Testing and Verification

When Code Breaks

In this module, we learn about how to deal with broken code.

  • By “broken code,” we mean everything from code that does not run to code that does not meet the purpose for writing the code.

This is a broad topic that covers many levels, facets, and many approaches.

These are some basic questions that define the space of the topic:

  • What constitutes broken code?

  • How do you prevent your code from breaking?

  • How to tell if your code is broken?

We’ll try to cover this space, and introduce you to some Python tools designed to handle broken code.

Specifications

One way to frame this topic is to think in terms of standards of code against which the concept of broken code makes sense.

This perspective begins with the concept of a specification: A precise and detailed statement that a stakeholder defines about the properties the code must have.

There are different kinds of specification, or “spec”. For example:

  • A design specification specification provides exact instructions for how to build something.

  • A requirements specification provides exact statements about what should be built.

Code can meet specifications in different ways.

  • We can think of code quality in terms of the degree to which code meets requirements.

  • Quality: falls on a scale; it’s not a black-and-white idea. Defining the scale can be difficult.

Two kinds of requirements matching are the following:

  • Verification: Shows that the code meets the requirement specification. You verify that I wrote the program you asked me to write.

  • Validation: Shows that the code meets the requirements. You show that the program is a valid solution to the user’s problem, but not necessarily the best.

Specifications are very important. Not only are they used to guide the creation of the project, but also they’re vital for program testing and verification.

  • That is, if you don’t have specifications for the product, you cannot verify that you’re doing the right thing.

  • Likewise, if behavior is not defined, then it becomes difficult to know what is incorrect behavior.

Note

Specifications are rarely perfect. They can change over time for a variety of reasons.

In fact, some have joked that programming is the act of “debugging the spec”. We’ll learn more about this when we cover project management.

Testing and Verification

To ensure that our code aligns with our requirements and is of the highest quality we can provide, we follow testing and verification processes.

Formal Verification

Formal verification involves proof. There are three types:

  • Hand-written, hand-checked

  • Hand-written, machine-checked (proof-carrying code)
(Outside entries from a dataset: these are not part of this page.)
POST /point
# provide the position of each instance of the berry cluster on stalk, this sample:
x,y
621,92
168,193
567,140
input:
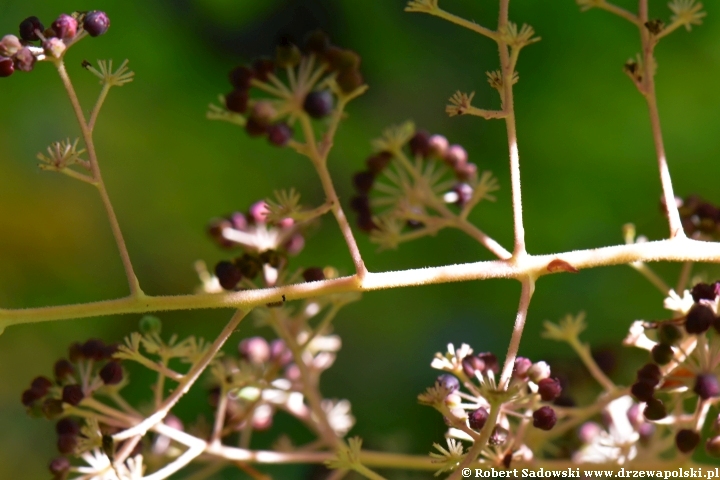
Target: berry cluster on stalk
x,y
37,43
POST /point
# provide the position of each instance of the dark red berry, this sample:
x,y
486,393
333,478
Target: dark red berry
x,y
549,389
254,350
63,369
544,418
642,390
703,291
65,26
28,29
378,162
686,440
59,466
7,67
279,134
240,77
111,373
472,364
72,394
228,275
707,386
363,181
313,274
96,23
41,384
490,362
318,104
450,382
236,101
67,443
662,354
699,319
420,143
654,410
477,418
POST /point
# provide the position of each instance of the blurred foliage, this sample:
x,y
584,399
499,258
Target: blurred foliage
x,y
588,167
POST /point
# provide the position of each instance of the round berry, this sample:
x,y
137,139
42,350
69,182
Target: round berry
x,y
313,274
279,134
707,386
544,418
549,389
228,274
318,104
72,394
7,66
662,354
96,23
65,26
477,418
699,319
450,382
686,440
111,373
28,29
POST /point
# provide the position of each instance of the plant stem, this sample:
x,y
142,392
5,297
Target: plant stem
x,y
99,183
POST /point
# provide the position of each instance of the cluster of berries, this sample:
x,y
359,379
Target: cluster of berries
x,y
424,146
89,367
699,218
679,365
22,53
307,91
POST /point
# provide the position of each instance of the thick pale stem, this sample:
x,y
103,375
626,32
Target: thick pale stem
x,y
87,138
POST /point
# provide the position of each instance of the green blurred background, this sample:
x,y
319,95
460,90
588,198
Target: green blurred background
x,y
588,167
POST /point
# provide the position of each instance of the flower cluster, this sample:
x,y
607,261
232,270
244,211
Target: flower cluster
x,y
423,174
22,53
315,79
528,399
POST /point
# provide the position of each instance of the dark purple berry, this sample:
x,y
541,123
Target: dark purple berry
x,y
67,426
240,77
642,390
63,369
67,443
549,389
703,291
490,362
472,364
65,26
279,134
59,466
686,440
41,384
111,373
96,23
544,418
699,319
7,67
72,394
662,354
313,274
28,29
236,101
318,104
420,143
450,382
477,418
707,386
654,410
649,373
228,274
378,162
363,181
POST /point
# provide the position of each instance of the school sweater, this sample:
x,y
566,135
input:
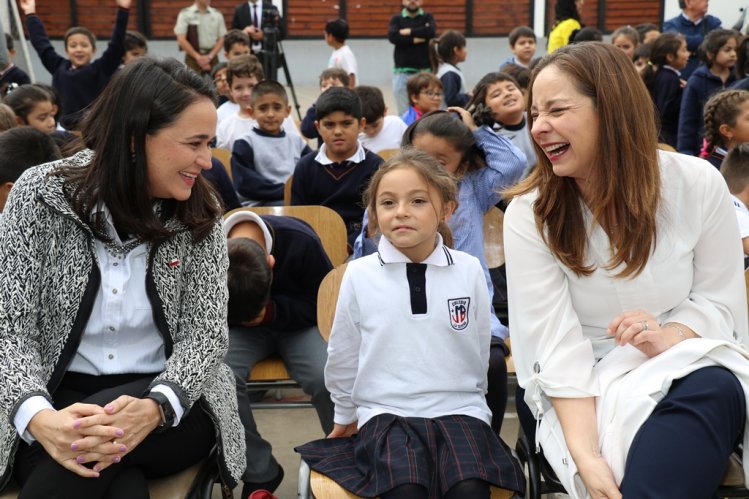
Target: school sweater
x,y
410,339
700,87
78,87
261,163
339,186
453,85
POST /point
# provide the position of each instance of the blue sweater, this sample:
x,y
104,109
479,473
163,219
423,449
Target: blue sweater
x,y
701,85
78,87
694,33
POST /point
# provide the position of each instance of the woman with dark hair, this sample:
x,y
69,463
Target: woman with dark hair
x,y
113,299
625,288
567,22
  • Machine-written, machine-checked (static analysis)

None of them are very widely used yet, but the latter two are increasing in popularity.

Formal verification is complex, difficult, and takes a great deal of effort.

Empirical Testing

Instead of formal verification, correctness is demonstrated through empirical testing. Empirical testing shows it works on several inputs. In general, testing is:

  • A lot easier than proof

  • A lot harder (and more involved) than writing code 

There are many kinds of testing, but we will focus on unit testing in this module.
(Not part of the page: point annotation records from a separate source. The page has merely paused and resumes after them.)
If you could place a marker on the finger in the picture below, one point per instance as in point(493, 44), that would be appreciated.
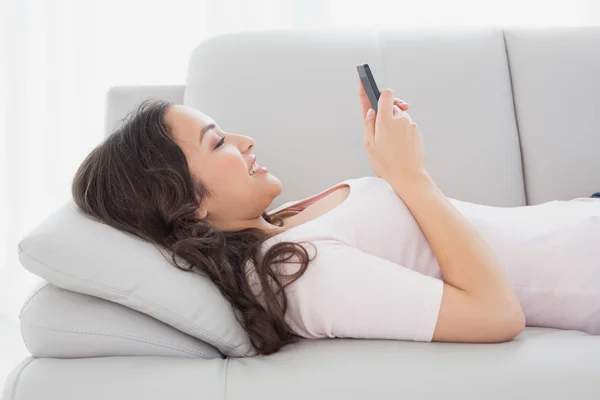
point(386, 103)
point(402, 104)
point(369, 127)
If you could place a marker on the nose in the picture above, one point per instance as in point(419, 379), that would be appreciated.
point(246, 143)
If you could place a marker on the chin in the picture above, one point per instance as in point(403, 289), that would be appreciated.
point(275, 185)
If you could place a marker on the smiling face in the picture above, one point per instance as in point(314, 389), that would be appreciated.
point(225, 163)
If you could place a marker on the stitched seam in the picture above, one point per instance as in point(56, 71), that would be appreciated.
point(512, 91)
point(226, 378)
point(569, 291)
point(126, 336)
point(18, 378)
point(144, 301)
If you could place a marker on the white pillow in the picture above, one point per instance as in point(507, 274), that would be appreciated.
point(76, 253)
point(59, 323)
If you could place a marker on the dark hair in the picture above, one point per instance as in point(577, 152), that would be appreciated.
point(138, 181)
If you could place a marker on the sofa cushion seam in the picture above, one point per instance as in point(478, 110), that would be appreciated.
point(129, 295)
point(122, 335)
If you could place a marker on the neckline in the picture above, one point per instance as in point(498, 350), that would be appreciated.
point(328, 191)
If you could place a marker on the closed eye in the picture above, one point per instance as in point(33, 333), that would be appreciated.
point(220, 143)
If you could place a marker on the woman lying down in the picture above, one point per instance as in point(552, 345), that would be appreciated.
point(387, 257)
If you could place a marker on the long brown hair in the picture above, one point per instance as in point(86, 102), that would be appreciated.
point(138, 181)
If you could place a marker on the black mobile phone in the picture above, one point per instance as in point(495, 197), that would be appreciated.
point(366, 77)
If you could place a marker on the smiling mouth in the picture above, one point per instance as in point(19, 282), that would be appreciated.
point(253, 168)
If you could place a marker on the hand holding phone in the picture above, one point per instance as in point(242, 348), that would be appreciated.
point(393, 142)
point(366, 85)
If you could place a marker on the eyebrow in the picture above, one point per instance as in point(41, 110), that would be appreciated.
point(206, 129)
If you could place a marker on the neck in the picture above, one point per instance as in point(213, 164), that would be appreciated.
point(257, 223)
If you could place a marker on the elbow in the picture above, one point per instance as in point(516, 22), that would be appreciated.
point(511, 325)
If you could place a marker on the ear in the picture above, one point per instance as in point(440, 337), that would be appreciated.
point(202, 213)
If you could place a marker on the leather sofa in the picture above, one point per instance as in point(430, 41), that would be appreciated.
point(509, 118)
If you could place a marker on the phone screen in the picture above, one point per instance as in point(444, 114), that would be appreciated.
point(368, 81)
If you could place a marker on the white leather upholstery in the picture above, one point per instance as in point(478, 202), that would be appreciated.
point(556, 86)
point(60, 323)
point(79, 254)
point(540, 364)
point(297, 90)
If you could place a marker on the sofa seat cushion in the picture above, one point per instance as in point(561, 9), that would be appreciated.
point(540, 363)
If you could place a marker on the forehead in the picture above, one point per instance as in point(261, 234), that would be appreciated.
point(185, 120)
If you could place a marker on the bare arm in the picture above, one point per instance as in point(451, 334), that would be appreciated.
point(478, 305)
  • Unit Testing is where we write code that tests the smallest possible units of the spec (must attempt to test every flow path). The programmer does unit testing as part of the coding process.

  • This assumes that code is componential, i.e. that the smallest units are functionally independent and can be combined in principled ways.
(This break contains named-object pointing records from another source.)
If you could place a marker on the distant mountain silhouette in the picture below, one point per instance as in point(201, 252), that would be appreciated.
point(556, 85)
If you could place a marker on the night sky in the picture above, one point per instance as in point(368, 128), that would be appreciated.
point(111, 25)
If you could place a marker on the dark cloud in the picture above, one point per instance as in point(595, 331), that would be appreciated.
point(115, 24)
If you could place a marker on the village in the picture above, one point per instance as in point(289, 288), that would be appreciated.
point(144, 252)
  • This raises the issue of writing well-designed functions and classes.

Two other kinds of testing are integration and acceptance (beta) testing, which are out of the scope of this lesson. See below for a short description.

  • Integration Testing: Test that units work together.

  • Acceptance Testing (Beta Testing): Give product to real users to try it out.

Flow Paths

Unit testing is predicated on understand the flow of data in your program.

A flow path is a unique execution sequence through a program unit.

A good set of test data makes sure every possible path is followed (tests every possible behavior).

Note, however, that there are virtually an infinite number of flow paths in a program!

Exhaustive testing is usually impossible.

However, we can overcome these odds by being clever about the kinds of tests that we write.

Debugging

Another aspect of testing and verification which we will not cover here is debugging.

Debugging – derived from Grace Hopper’s expression “bug” – refers to the process of investigating precisely where and when code breaks.

Programming environments like Jupyter Lab and VS Code provide good tools for debugging.

A Note of Caution

Edsger Dijkstra was a famous computer scientist and A. M. Turing award winner. He said:

“Program testing can effectively show the presence of bugs but is
hopeless for showing their absence.”     — Edsger Dijkstra

Even if you write a test suite of carefully crafted test cases, and if they all run and pass, it doesn’t mean that no further bugs exist.

It is much easier to prove the existence of something than to disprove the existence of something. 

This realization should motivate us to learn how to create carefully crafted unit tests so that we can test as much as we can.